Most of you will probably recognize this collection. We gathered about 50 of them and used them as our screensaver. If you haven't seen them we think they are a delight, and endless fun to find all the things going on in each postcard.

Post some different ones if you want ...i don't know how many there are.?


----------



## RadishRose (Aug 29, 2022)

I love these.


----------



## Paco Dennis (Aug 29, 2022)

RadishRose said:


> I love these.



Here are a bunch more if you want to look or collect them. 

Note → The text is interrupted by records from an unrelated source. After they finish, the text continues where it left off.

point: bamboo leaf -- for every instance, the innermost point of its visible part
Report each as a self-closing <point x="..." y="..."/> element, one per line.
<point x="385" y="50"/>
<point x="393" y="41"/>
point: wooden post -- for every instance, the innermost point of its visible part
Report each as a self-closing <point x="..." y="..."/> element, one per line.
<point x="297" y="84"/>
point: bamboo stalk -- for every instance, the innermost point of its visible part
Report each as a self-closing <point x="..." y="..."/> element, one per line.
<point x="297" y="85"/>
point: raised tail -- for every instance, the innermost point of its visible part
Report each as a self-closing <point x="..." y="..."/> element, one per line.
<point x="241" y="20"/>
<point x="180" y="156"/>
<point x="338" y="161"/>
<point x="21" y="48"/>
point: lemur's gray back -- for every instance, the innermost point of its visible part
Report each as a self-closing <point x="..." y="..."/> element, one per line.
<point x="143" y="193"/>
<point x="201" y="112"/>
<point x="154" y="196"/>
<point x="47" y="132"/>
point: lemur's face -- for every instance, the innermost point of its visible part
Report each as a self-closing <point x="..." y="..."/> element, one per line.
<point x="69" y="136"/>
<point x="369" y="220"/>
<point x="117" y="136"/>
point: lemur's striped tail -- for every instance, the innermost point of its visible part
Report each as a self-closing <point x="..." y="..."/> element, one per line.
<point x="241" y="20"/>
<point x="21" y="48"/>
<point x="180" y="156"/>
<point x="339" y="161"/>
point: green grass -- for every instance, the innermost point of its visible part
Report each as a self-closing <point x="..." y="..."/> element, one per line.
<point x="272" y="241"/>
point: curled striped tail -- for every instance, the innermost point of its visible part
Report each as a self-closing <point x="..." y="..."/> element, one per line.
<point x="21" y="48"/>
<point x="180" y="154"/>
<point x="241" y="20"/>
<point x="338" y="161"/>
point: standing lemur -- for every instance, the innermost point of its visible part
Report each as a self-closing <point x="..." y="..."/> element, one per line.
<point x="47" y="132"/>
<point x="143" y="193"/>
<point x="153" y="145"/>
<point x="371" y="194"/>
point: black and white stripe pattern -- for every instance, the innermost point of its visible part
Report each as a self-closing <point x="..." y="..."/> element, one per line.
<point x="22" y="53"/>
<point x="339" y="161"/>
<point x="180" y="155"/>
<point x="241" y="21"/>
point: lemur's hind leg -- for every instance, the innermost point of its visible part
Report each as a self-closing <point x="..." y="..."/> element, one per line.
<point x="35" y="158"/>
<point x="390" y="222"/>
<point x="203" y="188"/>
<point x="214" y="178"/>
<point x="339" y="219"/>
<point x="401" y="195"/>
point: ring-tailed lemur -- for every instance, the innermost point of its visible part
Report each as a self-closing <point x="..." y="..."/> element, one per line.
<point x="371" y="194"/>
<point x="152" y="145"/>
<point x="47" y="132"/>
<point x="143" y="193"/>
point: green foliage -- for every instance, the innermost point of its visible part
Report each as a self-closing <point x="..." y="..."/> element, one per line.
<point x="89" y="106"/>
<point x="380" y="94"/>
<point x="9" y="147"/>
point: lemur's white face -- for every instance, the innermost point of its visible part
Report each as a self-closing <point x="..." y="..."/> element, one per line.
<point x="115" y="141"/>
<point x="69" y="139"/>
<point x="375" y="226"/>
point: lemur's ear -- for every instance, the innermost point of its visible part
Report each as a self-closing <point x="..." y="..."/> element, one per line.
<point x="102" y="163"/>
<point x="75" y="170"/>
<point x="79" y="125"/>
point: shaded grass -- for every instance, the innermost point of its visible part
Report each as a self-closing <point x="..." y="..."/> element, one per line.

https://www.google.com/search?q=mai...Y4yPKpLk5NoP2uarmAg&bih=661&biw=1349&hl=en-US


----------



## jujube (Aug 29, 2022)

I remember having one of those with the cats at a sockhop.  Wish I still had it.


----------



## Paco Dennis (Aug 29, 2022)

jujube said:


> I remember having one of those with the cats at a sockhop.  Wish I still had it.


This one?


----------



## jujube (Aug 29, 2022)

Paco Dennis said:


> This one?


That might be it.


----------



## Gary O' (Aug 29, 2022)

I remember those!

Thanx for resurrecting these!


----------